To achieve differentiation, companies need to acquire data sources that will enable unique answers from their AI model. The only way this is possible is if they are generating training data proprietary to their company.
One of the most scalable ways is to harvest information from user interactions, which is why the elevated use of ChatGPT is a cause for concern. It stands far ahead of the competition purely based on the amount of accessible data it holds.
There will be a big difference in negotiating power for the music industry if one instead of several genAI companies are setting the tone for the entire market.
Ethical Concerns
Finally, there are significant concerns around the ethical use of training data.
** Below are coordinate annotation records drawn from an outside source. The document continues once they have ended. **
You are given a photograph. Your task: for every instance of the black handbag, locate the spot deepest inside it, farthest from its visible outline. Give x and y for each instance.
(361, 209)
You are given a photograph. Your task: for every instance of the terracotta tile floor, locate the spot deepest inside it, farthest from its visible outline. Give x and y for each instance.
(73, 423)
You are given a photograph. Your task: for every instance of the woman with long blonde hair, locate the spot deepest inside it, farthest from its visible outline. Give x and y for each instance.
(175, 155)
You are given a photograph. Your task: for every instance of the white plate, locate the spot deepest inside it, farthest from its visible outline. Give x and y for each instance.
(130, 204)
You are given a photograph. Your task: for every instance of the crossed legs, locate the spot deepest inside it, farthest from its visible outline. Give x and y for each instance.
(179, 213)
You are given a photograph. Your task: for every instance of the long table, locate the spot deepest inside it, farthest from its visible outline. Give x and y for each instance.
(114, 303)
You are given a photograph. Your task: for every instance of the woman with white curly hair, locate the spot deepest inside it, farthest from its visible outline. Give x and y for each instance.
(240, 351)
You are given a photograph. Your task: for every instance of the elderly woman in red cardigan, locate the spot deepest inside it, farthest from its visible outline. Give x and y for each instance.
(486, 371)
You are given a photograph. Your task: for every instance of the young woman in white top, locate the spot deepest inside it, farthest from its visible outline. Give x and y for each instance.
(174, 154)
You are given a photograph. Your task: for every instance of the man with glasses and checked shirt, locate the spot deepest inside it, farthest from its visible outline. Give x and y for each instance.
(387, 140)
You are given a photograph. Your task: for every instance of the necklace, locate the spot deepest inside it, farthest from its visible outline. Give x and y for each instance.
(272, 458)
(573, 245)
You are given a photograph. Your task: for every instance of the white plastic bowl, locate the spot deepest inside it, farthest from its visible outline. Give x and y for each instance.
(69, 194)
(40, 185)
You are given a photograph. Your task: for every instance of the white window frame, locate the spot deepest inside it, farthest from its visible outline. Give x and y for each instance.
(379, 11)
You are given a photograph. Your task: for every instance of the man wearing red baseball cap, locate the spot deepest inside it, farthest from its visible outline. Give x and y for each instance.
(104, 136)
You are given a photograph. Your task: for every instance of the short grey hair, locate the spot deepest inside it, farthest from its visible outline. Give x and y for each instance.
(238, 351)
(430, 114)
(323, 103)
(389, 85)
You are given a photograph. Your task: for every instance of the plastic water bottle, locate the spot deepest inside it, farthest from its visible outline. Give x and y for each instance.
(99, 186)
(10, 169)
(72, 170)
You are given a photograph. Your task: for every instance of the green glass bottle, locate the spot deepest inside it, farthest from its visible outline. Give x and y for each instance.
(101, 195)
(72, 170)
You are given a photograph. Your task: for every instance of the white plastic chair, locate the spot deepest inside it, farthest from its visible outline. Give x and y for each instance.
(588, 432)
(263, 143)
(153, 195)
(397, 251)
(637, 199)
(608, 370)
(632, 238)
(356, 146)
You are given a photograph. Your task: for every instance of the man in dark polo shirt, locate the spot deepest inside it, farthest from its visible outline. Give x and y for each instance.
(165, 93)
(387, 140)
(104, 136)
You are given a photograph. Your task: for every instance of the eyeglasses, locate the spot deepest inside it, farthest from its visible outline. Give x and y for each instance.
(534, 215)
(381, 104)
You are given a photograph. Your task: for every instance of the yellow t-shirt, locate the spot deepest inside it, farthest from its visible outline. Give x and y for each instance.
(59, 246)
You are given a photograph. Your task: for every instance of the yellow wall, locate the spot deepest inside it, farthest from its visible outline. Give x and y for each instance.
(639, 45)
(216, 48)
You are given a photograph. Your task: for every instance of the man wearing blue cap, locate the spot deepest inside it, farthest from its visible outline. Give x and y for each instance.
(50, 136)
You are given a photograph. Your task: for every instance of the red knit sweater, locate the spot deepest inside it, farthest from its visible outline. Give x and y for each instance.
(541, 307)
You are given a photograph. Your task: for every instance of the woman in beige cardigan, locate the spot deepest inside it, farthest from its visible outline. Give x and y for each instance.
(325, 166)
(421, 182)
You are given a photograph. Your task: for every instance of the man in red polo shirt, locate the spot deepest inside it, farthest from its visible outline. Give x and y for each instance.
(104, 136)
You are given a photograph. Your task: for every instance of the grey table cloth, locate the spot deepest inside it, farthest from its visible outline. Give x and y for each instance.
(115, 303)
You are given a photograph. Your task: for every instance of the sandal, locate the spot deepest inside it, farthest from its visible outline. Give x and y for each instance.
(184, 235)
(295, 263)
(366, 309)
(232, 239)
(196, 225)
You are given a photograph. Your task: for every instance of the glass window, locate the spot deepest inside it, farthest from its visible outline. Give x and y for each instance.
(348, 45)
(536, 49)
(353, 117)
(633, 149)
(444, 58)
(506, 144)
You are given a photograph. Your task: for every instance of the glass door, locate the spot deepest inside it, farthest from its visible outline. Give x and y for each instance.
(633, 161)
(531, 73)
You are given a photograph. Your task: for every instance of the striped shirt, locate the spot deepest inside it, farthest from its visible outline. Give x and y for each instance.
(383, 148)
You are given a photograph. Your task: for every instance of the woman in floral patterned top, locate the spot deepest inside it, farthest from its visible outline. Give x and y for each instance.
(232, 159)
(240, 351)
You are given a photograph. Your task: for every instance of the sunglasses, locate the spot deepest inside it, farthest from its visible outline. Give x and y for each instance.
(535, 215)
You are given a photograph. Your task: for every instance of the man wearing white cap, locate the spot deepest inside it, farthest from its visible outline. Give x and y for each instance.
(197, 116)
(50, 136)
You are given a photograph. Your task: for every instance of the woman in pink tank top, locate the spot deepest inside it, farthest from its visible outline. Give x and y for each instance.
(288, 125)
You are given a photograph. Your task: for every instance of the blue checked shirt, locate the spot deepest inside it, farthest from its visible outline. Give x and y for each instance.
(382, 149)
Many music companies were up in arms about genAI models because they claimed they were trained on unethically sourced datasets. Universal even urged Apple and Spotify to block genAI companies from accessing training data through their APIs.
The recent lawsuit from The New York Times against OpenAI does not give the impression that the training data was sourced with the consent of the copyright owners. In dubio pro reo, but what kind of message does it send if you are a music company that condemns using copyrighted music for training while using AI that was likely trained on unlicensed copyrighted text?
Conclusion
Text prompts will likely become the incumbent way of interacting with machines. And the music industry should not close its mind to this. However, when adopting this new trend, there are risks to consider. Using systems like ChatGPT can be a quick and easy way to let users search for music. However, there are clear downsides of giving up valuable data for free, whiling paving the way for a monopoly in this important area at the same time.
Apart from ChatGPT, there are search systems that allow for natural language search specifically for music. For instance, Azure OpenAI promises to not use any user data for retraining yet it’s economic feasibility remains a question mark.